The wer command compares text from the files reference.txt and hypothesis.txt. It reports errors for each sentence and also the total number of errors (WER: 9.848% ( 13 / 132)) in the entire transcript.

From the preceding output, wer reported 13 errors out of 132 words in the transcript. These errors can be of three types:

  • Substitution errors – These occur when Amazon Transcribe writes one word in place of another. For example, in our transcript, the word “महीना (Mahina)” was written instead of “मिनार (Minar)” in sentence 4.
  • Deletion errors – These occur when Amazon Transcribe misses a word entirely in the transcript.In our transcript, the word “सौथ (South)” was missed in sentence 2.
  • Insertion errors – These occur when Amazon Transcribe inserts a word that wasn’t spoken. We don’t see any insertion errors in our transcript.
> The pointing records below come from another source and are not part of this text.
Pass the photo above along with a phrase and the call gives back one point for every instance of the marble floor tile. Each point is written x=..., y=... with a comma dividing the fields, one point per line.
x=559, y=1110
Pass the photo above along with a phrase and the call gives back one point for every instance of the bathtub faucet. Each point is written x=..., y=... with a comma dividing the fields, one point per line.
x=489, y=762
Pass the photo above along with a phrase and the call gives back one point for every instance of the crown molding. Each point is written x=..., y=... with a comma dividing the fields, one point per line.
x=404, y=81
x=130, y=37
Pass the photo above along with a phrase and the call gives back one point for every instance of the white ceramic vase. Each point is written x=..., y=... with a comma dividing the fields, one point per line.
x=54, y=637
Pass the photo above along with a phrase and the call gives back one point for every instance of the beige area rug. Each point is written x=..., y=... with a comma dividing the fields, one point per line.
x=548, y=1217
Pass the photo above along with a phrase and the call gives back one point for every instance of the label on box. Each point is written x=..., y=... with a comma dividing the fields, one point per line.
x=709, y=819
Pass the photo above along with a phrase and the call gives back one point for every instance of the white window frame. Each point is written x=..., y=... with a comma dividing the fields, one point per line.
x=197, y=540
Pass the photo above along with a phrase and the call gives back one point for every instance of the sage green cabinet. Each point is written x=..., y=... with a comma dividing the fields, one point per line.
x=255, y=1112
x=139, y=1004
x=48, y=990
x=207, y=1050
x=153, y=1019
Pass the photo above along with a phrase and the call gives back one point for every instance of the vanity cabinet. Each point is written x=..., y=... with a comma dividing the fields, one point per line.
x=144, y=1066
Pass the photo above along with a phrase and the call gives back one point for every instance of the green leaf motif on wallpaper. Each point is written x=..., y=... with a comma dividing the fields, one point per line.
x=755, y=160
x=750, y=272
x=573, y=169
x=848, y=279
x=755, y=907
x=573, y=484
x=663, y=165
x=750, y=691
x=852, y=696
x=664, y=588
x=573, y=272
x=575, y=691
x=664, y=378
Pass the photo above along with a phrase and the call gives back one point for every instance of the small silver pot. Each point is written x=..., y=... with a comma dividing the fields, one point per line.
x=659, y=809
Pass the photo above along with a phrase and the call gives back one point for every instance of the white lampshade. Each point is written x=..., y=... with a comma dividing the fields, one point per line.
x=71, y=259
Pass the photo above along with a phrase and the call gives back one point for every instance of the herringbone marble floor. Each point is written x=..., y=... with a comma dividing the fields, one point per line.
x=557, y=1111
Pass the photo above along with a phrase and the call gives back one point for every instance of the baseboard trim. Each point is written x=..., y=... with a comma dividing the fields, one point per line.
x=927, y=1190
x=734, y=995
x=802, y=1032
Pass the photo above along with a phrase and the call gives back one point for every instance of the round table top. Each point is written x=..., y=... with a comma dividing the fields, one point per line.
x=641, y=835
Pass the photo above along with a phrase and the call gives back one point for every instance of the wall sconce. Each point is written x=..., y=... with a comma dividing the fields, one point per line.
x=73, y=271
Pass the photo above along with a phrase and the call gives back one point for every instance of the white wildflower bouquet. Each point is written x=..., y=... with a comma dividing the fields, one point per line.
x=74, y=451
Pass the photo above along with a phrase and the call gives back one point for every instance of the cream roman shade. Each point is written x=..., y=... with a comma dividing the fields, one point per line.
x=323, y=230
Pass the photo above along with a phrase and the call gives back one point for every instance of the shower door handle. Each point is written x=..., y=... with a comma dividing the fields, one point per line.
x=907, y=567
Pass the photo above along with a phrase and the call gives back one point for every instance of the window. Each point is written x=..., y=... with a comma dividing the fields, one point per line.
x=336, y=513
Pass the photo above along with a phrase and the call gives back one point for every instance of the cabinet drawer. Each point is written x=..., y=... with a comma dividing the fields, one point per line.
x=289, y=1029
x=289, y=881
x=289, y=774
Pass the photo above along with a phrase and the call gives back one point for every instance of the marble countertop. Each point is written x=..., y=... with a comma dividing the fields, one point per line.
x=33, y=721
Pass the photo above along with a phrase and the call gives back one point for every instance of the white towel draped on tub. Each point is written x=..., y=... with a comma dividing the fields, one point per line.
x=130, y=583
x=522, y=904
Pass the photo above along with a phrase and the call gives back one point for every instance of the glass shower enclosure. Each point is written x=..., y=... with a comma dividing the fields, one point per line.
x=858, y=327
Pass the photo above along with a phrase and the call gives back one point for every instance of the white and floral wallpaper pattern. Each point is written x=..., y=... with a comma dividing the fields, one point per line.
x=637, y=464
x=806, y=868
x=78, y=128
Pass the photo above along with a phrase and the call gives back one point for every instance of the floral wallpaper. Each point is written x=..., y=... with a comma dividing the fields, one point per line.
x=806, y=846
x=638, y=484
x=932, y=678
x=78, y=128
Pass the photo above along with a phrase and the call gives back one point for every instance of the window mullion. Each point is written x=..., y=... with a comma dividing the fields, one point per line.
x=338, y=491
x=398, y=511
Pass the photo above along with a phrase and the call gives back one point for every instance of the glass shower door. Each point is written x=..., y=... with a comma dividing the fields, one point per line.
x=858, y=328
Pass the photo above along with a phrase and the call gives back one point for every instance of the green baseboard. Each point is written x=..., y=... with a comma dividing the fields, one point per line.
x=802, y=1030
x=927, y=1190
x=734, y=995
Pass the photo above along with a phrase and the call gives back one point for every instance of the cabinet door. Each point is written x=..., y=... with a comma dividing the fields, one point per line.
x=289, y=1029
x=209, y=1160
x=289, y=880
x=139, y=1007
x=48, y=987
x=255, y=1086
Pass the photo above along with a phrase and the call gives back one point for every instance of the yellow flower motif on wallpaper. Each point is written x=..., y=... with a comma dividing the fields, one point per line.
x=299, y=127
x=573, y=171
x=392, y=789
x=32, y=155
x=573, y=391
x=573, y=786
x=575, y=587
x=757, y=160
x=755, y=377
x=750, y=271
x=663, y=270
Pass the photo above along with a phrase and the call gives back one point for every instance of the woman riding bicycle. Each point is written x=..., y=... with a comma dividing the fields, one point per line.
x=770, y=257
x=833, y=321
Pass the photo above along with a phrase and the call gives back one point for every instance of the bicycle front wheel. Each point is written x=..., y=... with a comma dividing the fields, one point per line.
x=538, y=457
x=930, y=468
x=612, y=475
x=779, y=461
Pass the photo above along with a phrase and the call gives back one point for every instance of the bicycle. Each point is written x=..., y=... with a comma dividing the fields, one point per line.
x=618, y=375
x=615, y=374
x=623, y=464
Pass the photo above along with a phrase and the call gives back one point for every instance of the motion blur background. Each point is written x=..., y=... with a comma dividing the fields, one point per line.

Observations from the transcript created by the default model

We can make the following observations based on the transcript:

  • The total WER is 9.848%, meaning 90.152% of the words are transcribed accurately.
  • The default Hindi model transcribed most of the English words accurately. This is because the default model is trained to recognize the most common English words out of the box. The model is also trained to recognize Hinglish language, where English words randomly appear in Hindi conversations. For example:
    • गुड मोर्निग – Good morning (sentence 2).
    • ट्रेवल एजेंसी – Travel agency (sentence 2).
    • ग्रेट आइडिया थैंक्यू सो मच – Great idea thank you so much (sentence 9).
  • Sentence 4 has the most errors, which are the names of places in the Indian city Hyderabad:
    • हाँ बिल्कुल। हैदराबाद में बहुत सारे प्लेस है। उनमें से चार महीना गोलकुंडा फोर सलार जंग म्यूजियम और बिरला प्लेनेटोरियम मशहूर है।

In the next step, we demonstrate how to correct the highlighted words in the preceding sentence using custom vocabulary in Amazon Transcribe:

  • चार महीना (Char Mahina) should be चार मिनार (Char Minar)
  • गोलकुंडा फो (Golcunda Four) should be गोलकोंडा फोर्ट (Golconda Fort)
  • लार जंग (Salar Jung) should be सालार जंग (Saalar Jung)

Train the default model with a custom vocabulary

To create a custom vocabulary, you need to build a text file in a tabular format with the words and phrases to train the default Amazon Transcribe model. Your table must contain all four columns (Phrase, SoundsLike, IPA, and DisplayAs), but the Phrase column is the only one that must contain an entry on each row. You can leave the other columns empty. Each column must be separated by a tab character, even if some columns are left empty. For example, if you leave the IPA and SoundsLike columns empty for a row, the Phrase and DisplaysAs columns in that row must be separated with three tab characters (between Phrase and IPA, IPA and SoundsLike, and SoundsLike and DisplaysAs).

To train the model with a custom vocabulary, complete the following steps:

  1. Create a file named HindiCustomVocabulary.txt with the following content.
    Phrase IPA SoundsLike DisplayAs
    गोलकुंडा-फोर   गोलकोंडा फोर्ट
    सालार-जंग  सा-लार-जंग सालार जंग
    चार-महीना   चार मिनार

    You can only use characters that are supported for your language. Refer to your language’s character set for details.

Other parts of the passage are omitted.